Russia Launches Proton-M with Military Satellite payload

Russia on Sunday successfully launched a Proton-M rocket carrying a satellite into orbit in the first such launch since one of the rockets fell back to Earth soon after liftoff in May.

The Proton-M rocket lifted off on schedule from the Baikonur cosmodrome in Kazakhstan at 12:23 am Moscow time (2023 GMT Saturday), carrying a Russian communications satellite, Russia's space agency said in a statement.

"At 09:26 Moscow time (0526 GMT), the satellite separated from the Briz-M upper-stage rocket and reached the set orbit," Roscosmos said.

Russia had suspended launches of Proton-M rockets after one carrying one of the country's most advanced communications satellites failed less than 10 minutes after liftoff on May 16 and burnt up in the upper layers of the atmosphere.

The Proton is the workhorse of Russia's space industry, earning tens of millions of dollars a year by launching Western and Asian satellites.

The upgraded M version of the Proton has experienced a string of problems that have threatened Russia's reputation as a reliable and cost-effective alternative to US and European rockets.

This image describes the trajectory of the Luch-M data relay network, a previous Proton launch mission.

Credit: RussianSpaceWeb

Sunday’s payload is a Russian Aerospace Defence Forces' geostationary satellite known as Olimp-K (Luch).

According to a Komersant report, the satellite will serve a dual role: One being electronic intelligence (SIGINT) and the other is providing secure communications for governmental use.
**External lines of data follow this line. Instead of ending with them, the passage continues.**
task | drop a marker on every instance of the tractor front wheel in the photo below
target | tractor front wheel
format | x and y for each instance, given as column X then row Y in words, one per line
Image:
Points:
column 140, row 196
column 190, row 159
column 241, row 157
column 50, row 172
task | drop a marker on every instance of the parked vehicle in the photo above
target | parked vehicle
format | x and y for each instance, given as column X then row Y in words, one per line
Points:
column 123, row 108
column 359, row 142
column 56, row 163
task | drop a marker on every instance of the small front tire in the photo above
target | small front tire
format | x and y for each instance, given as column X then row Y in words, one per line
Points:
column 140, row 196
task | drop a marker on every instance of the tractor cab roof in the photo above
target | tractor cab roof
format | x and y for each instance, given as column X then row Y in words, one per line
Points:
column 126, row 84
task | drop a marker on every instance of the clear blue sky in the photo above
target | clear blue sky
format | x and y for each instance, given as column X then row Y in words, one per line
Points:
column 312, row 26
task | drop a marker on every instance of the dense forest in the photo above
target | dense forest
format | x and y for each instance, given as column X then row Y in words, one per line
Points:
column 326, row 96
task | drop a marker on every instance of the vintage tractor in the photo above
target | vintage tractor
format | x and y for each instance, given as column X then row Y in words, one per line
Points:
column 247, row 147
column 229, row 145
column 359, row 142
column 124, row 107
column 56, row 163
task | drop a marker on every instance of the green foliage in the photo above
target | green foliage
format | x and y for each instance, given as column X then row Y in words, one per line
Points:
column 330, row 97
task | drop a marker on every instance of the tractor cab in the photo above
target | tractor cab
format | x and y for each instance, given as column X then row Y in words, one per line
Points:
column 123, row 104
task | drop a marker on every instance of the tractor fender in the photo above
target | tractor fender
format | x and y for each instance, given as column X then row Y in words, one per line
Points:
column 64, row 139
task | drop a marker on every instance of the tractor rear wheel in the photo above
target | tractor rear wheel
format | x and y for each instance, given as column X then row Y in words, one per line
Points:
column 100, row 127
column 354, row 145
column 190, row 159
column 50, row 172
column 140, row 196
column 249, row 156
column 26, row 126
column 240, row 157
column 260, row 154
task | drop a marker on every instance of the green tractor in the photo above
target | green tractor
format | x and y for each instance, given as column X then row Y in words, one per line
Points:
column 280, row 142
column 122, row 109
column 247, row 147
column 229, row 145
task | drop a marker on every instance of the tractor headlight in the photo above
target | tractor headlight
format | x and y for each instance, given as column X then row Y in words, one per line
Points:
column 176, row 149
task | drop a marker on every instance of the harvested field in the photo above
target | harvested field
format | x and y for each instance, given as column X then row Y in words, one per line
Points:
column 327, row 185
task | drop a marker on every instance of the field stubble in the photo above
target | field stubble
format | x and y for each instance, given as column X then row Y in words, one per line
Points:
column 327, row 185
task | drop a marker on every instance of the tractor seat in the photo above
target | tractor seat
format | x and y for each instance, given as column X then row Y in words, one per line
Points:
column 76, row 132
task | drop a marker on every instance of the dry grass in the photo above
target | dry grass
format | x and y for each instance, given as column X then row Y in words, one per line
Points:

The Luch designation has historically been used for satellites with a data relay role. Therefore, the Olimp-K designation might relate to the ELINT payload while the Luch designation relates to the data relay payload.

The Proton-M was previously grounded in July 2013 when it crashed back to Earth with three Russian-made Glonass navigation satellites.

The Proton-M which lifted off Sunday is making use of a Briz-M fourth stage.

The Briz-M consists of a central propulsion unit with a detachable torus-shaped propellant tank mounted around it.

All four of the Proton’s stages burn unsymmetrical dimethylhydrazine (UDMH) fuel, oxidised by dinitrogen tetroxide (N2O4).

This propellant combination is hypergolic, meaning the propellants will spontaneously ignite on contact, however it is also highly toxic which has led to calls for the Proton to be withdrawn from use.

It is expected that the Angara rocket, which is currently undergoing testing, will eventually replace Proton.